How to Manage This PatientThere are a number of issues to be considered in this consultation. Although Anna is aged more than 16 years, it is important to ensure that she is aware of her actions and is not being coerced into a sexual relationship. It is often useful to enquire about the age of her partner. The choice of contraceptive will be guided by the patient’s preferences and her personal, family, and social history. It is important to know whether there are significant risk factors that may influence the choice of contraceptive, especially the suitability of hormonal contraception. It is very important to know what anti-epileptic medication Anna takes, and if this needs to be reviewed by her epilepsy team. For example, female patients of child-bearing age should not be prescribed sodium valproate unless there are exceptional circumstances. It may be useful to discuss the use of hormonal contraception with the practice pharmacist. Routine enquiries about depression and anxiety are also recommended.
Case 4: Stefan, 18 Years Old
Stefan comes to see you by himself. He has just joined the practice because he has moved to the area to attend the local university. He says that he needs his epilepsy medication.
Stefan was diagnosed with epilepsy at 7 years of age. His epilepsy has been well controlled on sodium valproate; however, about 9 months ago he had his first seizure in 2 years. He had been less compliant with his medication, and the seizure happened after he had been out drinking with his friends. He was seen by the accident and emergency department and reviewed by his epilepsy team, and has been more compliant since then. He is otherwise well, and takes no other medication.
Stefan is systemically well, and has a BMI of 22 kg/m2. He takes regular exercise, and has joined the university hockey team. He is studying marine biology. He admits to drinking most weekends, and lives in the university halls of residence.
Questions for Reflection
- What are the important issues relating to Stefan’s epilepsy?
- How can his transition from paediatric to adult services be facilitated by the GP?
- What other issues should be considered by the GP?
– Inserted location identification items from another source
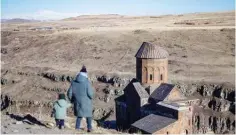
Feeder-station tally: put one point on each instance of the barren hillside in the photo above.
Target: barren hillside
(41, 58)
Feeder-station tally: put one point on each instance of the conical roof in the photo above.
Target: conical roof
(148, 50)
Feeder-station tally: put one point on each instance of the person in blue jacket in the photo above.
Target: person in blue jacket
(60, 109)
(80, 94)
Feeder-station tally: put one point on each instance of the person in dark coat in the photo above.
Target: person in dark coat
(80, 94)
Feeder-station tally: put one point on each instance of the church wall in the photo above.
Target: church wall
(153, 70)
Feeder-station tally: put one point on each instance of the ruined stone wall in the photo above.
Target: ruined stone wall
(175, 94)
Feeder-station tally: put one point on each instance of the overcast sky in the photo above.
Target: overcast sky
(58, 9)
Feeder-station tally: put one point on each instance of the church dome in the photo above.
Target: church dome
(151, 51)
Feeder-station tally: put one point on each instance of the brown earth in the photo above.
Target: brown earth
(39, 59)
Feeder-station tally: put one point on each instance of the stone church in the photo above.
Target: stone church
(150, 104)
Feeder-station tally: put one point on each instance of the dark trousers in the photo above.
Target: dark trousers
(60, 123)
(88, 120)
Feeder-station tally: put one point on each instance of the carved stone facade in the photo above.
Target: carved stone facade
(150, 71)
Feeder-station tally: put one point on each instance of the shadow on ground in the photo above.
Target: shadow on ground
(29, 119)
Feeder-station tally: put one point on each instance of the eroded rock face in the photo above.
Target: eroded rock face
(215, 98)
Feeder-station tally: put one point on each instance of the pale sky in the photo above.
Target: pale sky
(59, 9)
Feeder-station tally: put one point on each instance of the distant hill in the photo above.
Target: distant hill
(101, 16)
(18, 20)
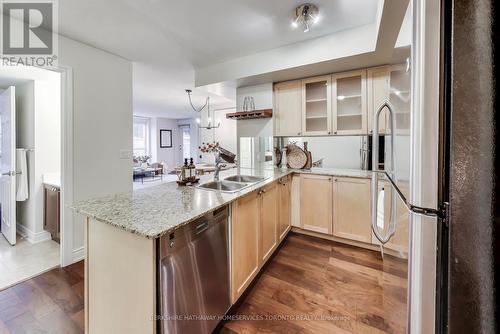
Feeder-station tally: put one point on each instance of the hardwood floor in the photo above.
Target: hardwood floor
(310, 286)
(51, 303)
(320, 286)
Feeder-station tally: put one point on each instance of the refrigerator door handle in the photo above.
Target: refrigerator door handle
(374, 184)
(441, 212)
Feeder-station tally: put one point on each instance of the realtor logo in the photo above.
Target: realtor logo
(28, 29)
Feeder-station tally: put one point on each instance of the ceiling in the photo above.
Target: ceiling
(168, 40)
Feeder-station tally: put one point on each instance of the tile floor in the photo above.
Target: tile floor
(26, 260)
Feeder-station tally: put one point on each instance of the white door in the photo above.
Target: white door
(8, 164)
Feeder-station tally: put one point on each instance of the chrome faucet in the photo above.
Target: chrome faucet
(218, 165)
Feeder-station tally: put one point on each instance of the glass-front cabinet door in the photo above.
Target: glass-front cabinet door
(316, 108)
(349, 103)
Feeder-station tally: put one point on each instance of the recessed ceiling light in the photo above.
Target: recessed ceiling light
(306, 16)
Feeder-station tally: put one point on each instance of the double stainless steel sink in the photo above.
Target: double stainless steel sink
(232, 184)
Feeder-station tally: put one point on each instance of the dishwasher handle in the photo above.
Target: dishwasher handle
(200, 228)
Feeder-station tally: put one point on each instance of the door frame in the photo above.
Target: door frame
(426, 51)
(68, 255)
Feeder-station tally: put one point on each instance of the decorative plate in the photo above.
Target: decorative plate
(295, 156)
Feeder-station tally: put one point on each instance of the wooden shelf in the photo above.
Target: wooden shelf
(315, 117)
(316, 100)
(357, 96)
(350, 115)
(241, 115)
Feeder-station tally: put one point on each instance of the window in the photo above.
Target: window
(141, 136)
(186, 141)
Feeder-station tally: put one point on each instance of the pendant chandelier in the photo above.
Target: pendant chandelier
(210, 114)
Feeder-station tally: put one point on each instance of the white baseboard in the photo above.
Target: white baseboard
(78, 254)
(32, 237)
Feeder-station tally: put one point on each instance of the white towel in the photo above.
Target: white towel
(380, 210)
(21, 179)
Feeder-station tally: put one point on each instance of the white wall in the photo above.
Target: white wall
(168, 155)
(226, 134)
(102, 125)
(337, 152)
(263, 99)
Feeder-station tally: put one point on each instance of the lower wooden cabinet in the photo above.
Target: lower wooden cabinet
(269, 221)
(285, 206)
(351, 209)
(316, 200)
(254, 235)
(245, 259)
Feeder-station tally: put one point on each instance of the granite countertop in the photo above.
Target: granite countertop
(158, 210)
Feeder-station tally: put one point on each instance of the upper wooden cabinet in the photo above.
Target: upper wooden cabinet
(316, 203)
(351, 209)
(349, 103)
(316, 106)
(288, 108)
(343, 103)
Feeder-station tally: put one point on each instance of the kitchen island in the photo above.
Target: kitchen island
(123, 234)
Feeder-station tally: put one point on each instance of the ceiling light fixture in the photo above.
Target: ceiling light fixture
(209, 113)
(306, 16)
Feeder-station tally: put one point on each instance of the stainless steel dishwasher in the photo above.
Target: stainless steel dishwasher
(193, 275)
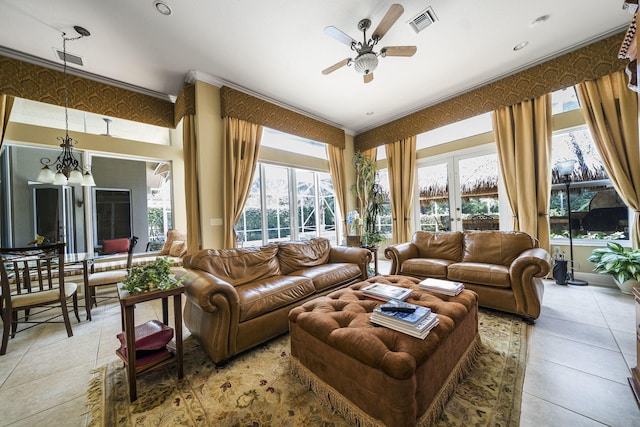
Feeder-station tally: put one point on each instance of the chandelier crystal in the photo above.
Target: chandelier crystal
(66, 166)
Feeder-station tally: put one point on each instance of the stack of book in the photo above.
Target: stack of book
(152, 344)
(386, 292)
(401, 316)
(446, 287)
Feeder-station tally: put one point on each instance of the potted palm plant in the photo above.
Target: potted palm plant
(623, 265)
(370, 198)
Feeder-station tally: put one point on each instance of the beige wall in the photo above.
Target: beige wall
(209, 134)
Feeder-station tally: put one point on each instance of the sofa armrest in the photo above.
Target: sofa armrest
(399, 253)
(212, 312)
(359, 256)
(525, 273)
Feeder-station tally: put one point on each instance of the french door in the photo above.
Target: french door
(53, 214)
(459, 192)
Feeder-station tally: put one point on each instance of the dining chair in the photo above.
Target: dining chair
(32, 285)
(108, 277)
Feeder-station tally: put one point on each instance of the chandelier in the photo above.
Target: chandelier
(67, 167)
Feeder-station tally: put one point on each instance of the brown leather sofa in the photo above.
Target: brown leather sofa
(239, 298)
(504, 267)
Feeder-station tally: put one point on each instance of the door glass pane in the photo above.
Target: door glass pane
(434, 198)
(249, 226)
(277, 203)
(306, 204)
(327, 208)
(479, 192)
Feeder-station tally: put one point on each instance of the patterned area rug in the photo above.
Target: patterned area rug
(257, 389)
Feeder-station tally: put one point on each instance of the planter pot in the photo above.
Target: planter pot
(354, 241)
(627, 287)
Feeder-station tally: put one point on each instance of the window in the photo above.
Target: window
(272, 213)
(597, 212)
(112, 209)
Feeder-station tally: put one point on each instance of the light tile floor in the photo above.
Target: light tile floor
(580, 352)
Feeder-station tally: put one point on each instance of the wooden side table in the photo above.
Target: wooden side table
(127, 306)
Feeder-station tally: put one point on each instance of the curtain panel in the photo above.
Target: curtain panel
(401, 157)
(611, 112)
(191, 183)
(336, 169)
(523, 139)
(240, 146)
(6, 103)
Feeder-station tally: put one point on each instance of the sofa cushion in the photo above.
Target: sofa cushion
(237, 266)
(482, 274)
(330, 275)
(300, 255)
(426, 267)
(444, 245)
(495, 247)
(269, 294)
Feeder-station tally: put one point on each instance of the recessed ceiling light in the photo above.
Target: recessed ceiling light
(539, 20)
(520, 46)
(162, 7)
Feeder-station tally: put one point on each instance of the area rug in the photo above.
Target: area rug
(257, 389)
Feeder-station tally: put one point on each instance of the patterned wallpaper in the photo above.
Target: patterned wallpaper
(37, 83)
(246, 107)
(590, 62)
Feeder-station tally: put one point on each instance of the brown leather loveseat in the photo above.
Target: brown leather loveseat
(239, 298)
(504, 267)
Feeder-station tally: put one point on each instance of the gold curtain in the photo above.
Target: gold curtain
(611, 112)
(523, 138)
(191, 184)
(336, 168)
(401, 158)
(6, 103)
(240, 147)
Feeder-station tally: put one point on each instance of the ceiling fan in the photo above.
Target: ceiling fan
(366, 59)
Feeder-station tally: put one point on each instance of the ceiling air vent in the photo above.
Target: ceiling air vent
(71, 58)
(423, 20)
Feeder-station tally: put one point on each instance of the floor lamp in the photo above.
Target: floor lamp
(565, 170)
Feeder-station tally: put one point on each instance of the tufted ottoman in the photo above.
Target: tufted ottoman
(377, 376)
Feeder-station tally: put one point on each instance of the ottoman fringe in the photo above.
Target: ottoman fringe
(464, 367)
(354, 415)
(330, 397)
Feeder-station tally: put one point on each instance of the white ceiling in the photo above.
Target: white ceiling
(276, 49)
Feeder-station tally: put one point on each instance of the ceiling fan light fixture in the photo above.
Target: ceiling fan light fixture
(366, 63)
(162, 7)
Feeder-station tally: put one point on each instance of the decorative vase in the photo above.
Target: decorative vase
(627, 286)
(559, 272)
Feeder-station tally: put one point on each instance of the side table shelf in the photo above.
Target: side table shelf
(634, 379)
(127, 306)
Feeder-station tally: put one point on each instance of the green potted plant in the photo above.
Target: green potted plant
(370, 198)
(155, 276)
(622, 264)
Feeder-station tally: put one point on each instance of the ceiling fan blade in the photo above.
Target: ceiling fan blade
(339, 35)
(394, 12)
(336, 66)
(398, 51)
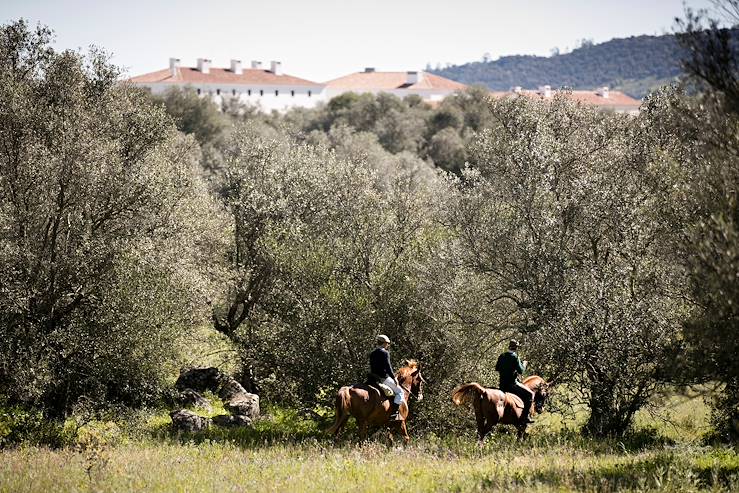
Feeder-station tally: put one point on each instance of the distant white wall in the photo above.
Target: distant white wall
(267, 98)
(426, 94)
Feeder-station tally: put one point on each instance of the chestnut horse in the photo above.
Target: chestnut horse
(369, 408)
(493, 406)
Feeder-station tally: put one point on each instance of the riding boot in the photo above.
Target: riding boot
(525, 418)
(394, 412)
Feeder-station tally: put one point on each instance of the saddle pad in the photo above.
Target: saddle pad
(514, 401)
(387, 390)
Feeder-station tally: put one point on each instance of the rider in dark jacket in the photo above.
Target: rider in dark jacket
(510, 367)
(381, 367)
How to Manage This Patient
Adolescence and the late teenage years can be a challenging time for patients with epilepsy, and the transition from paediatric to adult services can be difficult. These young people are likely to be going through many changes in their personal lives and, as they approach the end of school, they may be tempted to enter into more high-risk behaviours, such as alcohol consumption and/or illegal drug use. They are also less likely to engage with health services. At this consultation, it is important to ensure that Stefan will have his epilepsy care reviewed by local adult services, and that the transition will involve both his paediatric team and adult services, if possible. The process of transition should have already been discussed with him. It is also important to ensure that Stefan knows how to access medical services, and how to order and collect his medication. Advice regarding the effects of alcohol, drugs, and tiredness on his epilepsy should be provided, and the consultation should also cover the potential risks of living away from home, including issues related to bathing, watersports, and heights. Sudden unexpected death in epilepsy should have been discussed with Stefan and his family at the time of diagnosis, but it may be worth checking this. While waiting for the transition to occur, it may be useful to signpost Stefan to helpful websites and charities, such as Epilepsy Action (epilepsy.org.uk) or the Epilepsy Society (epilepsysociety.org.uk).